Humildad y soberbia

 

Ha comenzado a llover con la mansa dulzura y dulce inocencia de lo primigenio. En esa sana disposición la oigo caer leve sobre los cristales, las amarillentas hojas de los otoñales árboles y las rojas sargas de los tejados.
Caer con la rotunda nobleza de que hace gala lo nuevo, la novedad. Sé que no lo es, que llueve desde antes que los hombres guarden memoria de los días de lluvia, y que florece en ella la memoria de esa naturaleza de la que es hoja y raíz.
Sin embargo, cada vez que llueve el hombre que la contempla con los ojos del alma la siente como la vez primera, y lo es.
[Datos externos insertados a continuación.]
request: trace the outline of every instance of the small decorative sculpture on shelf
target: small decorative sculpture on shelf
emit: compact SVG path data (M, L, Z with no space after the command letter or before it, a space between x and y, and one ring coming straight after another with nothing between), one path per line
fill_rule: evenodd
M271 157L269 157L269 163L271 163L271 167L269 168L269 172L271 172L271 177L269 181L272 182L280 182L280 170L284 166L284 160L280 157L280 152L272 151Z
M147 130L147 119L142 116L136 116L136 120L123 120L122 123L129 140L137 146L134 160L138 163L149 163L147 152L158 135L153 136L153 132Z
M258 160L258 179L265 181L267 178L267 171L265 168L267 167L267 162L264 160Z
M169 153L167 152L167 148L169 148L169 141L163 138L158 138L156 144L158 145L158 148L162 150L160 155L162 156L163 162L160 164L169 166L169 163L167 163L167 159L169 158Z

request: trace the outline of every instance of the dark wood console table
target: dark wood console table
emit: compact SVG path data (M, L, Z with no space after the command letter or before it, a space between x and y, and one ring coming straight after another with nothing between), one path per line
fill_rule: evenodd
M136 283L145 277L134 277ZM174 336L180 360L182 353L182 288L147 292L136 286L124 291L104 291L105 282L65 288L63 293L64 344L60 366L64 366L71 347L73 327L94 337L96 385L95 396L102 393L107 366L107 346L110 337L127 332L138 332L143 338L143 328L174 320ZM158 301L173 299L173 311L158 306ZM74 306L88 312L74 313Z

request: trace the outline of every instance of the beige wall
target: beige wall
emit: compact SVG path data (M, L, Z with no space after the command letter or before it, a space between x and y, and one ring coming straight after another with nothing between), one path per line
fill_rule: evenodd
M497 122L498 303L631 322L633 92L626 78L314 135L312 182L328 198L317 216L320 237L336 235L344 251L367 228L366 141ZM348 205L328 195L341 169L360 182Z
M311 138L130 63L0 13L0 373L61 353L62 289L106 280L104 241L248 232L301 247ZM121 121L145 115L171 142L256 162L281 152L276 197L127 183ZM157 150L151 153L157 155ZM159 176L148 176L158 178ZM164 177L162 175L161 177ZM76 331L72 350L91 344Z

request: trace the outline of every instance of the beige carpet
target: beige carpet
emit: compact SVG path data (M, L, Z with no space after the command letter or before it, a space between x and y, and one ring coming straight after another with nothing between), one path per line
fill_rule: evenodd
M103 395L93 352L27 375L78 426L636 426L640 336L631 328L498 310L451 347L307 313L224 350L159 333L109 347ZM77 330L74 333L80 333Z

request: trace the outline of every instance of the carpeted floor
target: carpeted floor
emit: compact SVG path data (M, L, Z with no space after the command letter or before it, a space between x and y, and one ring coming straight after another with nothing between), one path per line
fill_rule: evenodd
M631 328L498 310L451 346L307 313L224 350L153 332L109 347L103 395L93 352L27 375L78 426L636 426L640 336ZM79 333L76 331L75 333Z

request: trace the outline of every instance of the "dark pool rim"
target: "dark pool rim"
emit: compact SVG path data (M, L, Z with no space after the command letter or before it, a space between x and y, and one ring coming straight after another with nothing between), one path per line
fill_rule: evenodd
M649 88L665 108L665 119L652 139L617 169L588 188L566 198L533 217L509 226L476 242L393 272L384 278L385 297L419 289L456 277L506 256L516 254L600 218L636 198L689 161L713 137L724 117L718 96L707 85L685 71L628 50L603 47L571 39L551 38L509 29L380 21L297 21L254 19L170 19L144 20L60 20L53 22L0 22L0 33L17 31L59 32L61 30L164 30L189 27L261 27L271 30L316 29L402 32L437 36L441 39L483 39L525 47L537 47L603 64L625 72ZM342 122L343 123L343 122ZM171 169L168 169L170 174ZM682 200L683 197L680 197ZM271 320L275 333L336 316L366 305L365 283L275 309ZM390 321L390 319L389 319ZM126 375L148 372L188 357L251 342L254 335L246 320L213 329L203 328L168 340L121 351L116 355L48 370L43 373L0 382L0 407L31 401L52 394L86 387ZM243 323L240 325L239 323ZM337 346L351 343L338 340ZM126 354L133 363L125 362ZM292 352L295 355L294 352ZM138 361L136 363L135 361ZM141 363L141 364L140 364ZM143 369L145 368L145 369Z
El acto de llover puede repetirse miles de veces en la vida de una persona, pero sus gotas son siempre nuevas.
No hay magia, no cabe tampoco el engaño, solo el esfuerzo de cruzar los áridos espacios que separan el estado líquido del gaseoso para volver a caer colmando la sed de las tierra y los seres que las habitan, sin exigir nada a cambio ni querer cambiarlo por nada.
Es por eso por lo que cada gota de lluvia es tan importante como las demás y que todas son, necesariamente, únicas y primeras. Y siendo tan especiales, necesarias y singulares, las oigo caer humildes sobre hombres soberbios y, por esa soberbia, ruines, y por esa ruindad, insolidarios, y por insolidarios, comunes.
Hombres que sin haber realizado jamás el sublime esfuerzo de trasmutarse para ser augurio de abundancia se reclaman lluvia de los hombres y pueblos del mundo.